マボロシの剛腕!? あと一歩間に合わなかった「原巨人の救世主」

 予告先発のグリフィンが練習中、頭部に打球が当たるというアクシデントが発生し、菅野智之が中5日で緊急登板した23日のヤクルト戦。試合直前に先発可能な代役を探す原巨人の内情を各メディアが伝えていたが、こんな声もあった。

「せめて、あと1カ月早かったら」

 今、育成選手枠にスゴイ投手がいる。厳密に言えば、春先の評判はたいしたことはなかった。しかし、過去に故障した右ヒジが癒え、同時に物凄い投球を見せるようになったのだ。

「エルビス・ルシアーノですよ。まだ23歳なんですが、ブルージェイズに在籍していた19歳のシーズンにメジャーデビューし、将来を有望視されていました。右ヒジを故障し、以後、マイナーで悶々としていました」(在米ライター)

 今年1月、巨人と育成契約を交わした。だが、右ヒジが完全に癒えていなかったことと、リハビリでストレスが溜まっていたのか、体が重そうだった。

 奇しくもグリフィンにアクシデントが発生した8月23日、そのルシアーノが三軍練習でブルペン入りした。投球練習を再開させた7月中旬から、「他投手とモノが違う」と評判になっていたそうだが、その日は150キロ台のストレートをガンガン投げ込んでいたそうだ。

「7月下旬、ルシアーノが急激に良くなったとの報告は一軍にも届いていました。ただ、ブルペン投球を再開させる時期が遅かったので、今季中の支配下登録は諦めました」(関係者)

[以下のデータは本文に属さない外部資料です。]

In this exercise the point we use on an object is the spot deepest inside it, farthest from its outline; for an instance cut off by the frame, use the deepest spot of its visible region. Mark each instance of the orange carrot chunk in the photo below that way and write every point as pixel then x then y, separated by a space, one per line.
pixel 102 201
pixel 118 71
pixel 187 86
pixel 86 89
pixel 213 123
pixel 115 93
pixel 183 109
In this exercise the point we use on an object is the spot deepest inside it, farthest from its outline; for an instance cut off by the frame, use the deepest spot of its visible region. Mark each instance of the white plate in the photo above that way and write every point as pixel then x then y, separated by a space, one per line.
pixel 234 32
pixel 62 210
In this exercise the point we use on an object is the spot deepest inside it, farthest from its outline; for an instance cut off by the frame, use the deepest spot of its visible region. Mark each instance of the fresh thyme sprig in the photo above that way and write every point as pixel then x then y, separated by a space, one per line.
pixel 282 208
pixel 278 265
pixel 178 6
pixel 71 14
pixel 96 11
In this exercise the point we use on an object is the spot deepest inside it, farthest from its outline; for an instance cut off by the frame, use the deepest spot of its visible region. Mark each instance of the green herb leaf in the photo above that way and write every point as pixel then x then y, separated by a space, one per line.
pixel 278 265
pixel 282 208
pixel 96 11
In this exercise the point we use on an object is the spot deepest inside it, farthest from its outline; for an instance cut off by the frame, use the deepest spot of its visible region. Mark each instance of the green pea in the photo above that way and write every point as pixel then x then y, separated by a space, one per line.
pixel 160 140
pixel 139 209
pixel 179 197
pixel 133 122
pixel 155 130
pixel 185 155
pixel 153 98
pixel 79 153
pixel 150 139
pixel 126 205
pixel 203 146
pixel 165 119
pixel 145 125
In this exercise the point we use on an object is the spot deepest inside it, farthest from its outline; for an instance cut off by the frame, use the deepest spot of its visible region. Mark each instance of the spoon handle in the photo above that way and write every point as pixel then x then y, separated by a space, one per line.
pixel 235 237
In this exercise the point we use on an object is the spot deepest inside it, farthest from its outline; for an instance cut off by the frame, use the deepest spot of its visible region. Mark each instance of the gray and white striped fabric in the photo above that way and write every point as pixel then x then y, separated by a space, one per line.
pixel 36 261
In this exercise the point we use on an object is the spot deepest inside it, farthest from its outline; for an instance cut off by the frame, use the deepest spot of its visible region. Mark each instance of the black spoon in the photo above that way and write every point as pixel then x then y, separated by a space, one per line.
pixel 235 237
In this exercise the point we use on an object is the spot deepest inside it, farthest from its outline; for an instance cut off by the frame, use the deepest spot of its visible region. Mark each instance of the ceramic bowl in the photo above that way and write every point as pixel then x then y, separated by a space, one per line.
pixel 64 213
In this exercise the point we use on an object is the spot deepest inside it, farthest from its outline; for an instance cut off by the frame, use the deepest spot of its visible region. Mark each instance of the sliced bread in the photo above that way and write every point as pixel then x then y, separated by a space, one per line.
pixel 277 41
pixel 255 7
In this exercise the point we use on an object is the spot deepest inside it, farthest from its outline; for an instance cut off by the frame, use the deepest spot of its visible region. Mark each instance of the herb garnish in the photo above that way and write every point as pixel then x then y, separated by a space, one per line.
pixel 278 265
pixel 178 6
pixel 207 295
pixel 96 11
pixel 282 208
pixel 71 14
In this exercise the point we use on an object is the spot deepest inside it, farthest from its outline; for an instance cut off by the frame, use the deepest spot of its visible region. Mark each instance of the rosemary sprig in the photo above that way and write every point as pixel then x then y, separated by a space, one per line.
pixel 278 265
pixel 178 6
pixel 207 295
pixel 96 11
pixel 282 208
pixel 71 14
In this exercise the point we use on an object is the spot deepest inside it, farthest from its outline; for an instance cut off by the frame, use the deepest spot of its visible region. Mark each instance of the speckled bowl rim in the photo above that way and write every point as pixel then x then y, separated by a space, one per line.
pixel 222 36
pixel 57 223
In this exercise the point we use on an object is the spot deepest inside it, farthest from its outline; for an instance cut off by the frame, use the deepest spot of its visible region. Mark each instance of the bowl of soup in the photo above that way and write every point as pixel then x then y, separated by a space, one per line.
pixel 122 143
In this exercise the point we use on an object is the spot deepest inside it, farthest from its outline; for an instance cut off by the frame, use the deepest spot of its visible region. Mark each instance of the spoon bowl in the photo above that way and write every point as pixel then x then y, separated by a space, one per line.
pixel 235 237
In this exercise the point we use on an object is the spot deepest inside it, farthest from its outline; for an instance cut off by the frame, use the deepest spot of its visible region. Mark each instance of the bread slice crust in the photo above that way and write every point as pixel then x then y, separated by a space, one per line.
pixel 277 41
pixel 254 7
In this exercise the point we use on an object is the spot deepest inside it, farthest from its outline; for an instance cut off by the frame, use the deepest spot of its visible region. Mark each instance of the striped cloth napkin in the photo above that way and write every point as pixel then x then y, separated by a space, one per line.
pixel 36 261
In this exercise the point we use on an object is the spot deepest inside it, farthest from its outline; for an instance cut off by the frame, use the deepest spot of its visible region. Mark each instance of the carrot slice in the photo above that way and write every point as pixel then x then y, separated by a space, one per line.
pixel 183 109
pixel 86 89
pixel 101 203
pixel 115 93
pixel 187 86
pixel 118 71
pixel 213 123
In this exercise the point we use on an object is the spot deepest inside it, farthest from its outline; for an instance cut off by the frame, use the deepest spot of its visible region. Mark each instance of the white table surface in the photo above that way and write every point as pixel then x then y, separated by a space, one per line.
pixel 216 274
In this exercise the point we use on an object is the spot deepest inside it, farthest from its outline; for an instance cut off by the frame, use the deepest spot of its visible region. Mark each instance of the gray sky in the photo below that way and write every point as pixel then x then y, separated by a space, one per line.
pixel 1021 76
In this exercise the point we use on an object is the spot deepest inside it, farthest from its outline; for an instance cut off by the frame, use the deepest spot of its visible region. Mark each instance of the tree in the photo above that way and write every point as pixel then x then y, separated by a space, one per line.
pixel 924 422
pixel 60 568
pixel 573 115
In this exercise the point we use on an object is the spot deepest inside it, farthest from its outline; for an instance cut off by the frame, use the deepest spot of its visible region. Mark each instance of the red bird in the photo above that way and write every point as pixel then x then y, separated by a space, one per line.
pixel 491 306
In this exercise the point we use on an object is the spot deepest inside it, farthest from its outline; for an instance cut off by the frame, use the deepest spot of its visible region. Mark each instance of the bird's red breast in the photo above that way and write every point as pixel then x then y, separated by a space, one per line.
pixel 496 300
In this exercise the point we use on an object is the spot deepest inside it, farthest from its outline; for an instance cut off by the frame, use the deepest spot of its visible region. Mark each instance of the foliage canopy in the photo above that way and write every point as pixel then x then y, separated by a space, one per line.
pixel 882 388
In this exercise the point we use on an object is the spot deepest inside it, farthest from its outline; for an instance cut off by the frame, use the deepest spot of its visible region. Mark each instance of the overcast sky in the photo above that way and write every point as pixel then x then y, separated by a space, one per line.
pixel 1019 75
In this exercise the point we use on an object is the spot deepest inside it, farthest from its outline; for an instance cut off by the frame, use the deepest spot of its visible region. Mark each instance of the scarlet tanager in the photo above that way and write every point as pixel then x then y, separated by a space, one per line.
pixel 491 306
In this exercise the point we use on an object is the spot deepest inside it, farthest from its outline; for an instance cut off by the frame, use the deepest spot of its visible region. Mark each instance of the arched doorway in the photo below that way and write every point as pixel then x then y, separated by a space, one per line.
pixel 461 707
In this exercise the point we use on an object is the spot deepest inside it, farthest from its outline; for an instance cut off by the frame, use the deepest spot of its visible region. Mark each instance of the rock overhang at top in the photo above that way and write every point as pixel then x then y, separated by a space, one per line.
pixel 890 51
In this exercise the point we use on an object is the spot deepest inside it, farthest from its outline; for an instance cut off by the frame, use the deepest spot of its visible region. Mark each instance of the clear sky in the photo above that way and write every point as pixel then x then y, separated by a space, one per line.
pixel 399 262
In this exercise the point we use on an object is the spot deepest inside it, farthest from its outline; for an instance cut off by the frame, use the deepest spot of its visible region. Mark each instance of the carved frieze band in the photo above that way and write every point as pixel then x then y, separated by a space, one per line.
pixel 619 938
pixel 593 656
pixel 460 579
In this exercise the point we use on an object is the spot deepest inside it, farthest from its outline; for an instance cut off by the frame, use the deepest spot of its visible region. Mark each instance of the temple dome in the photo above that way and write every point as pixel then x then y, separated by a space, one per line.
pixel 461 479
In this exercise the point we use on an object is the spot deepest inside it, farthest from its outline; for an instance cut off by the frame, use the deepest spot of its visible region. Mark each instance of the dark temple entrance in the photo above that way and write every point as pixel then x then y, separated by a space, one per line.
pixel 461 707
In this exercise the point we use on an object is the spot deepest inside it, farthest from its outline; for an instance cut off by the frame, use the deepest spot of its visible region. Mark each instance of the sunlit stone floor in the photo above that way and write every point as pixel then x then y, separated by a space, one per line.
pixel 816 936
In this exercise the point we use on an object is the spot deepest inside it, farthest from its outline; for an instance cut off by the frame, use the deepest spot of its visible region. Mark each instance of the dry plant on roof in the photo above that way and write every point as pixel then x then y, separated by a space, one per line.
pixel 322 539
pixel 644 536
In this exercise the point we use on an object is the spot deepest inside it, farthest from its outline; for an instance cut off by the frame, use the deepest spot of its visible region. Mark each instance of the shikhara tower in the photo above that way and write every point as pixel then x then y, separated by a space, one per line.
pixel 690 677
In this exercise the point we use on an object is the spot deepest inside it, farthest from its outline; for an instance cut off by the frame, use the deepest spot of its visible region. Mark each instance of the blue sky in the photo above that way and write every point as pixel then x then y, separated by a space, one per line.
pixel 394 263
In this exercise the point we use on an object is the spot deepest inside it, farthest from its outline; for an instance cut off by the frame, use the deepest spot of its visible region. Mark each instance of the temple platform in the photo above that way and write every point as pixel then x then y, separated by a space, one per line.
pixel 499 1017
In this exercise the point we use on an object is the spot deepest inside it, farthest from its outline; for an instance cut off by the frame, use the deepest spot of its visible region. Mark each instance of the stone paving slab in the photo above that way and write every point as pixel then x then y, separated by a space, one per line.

 あと1カ月早くピッチング練習ができていたら、戦況は変わっていたかもしれない。

「23日の菅野の粘投は見事でした。でも、巨人投手陣は菅野中心の図式は変わりませんね」(スポーツ紙記者)

 蛇足になるが、ルシアーノが今秋のフェニックスリーグで結果を出せば、原辰徳監督は外国人選手の編成についても考えなければならないだろう。ウォーカーの放出が囁かれているのはルシアーノの台頭もあるようだ。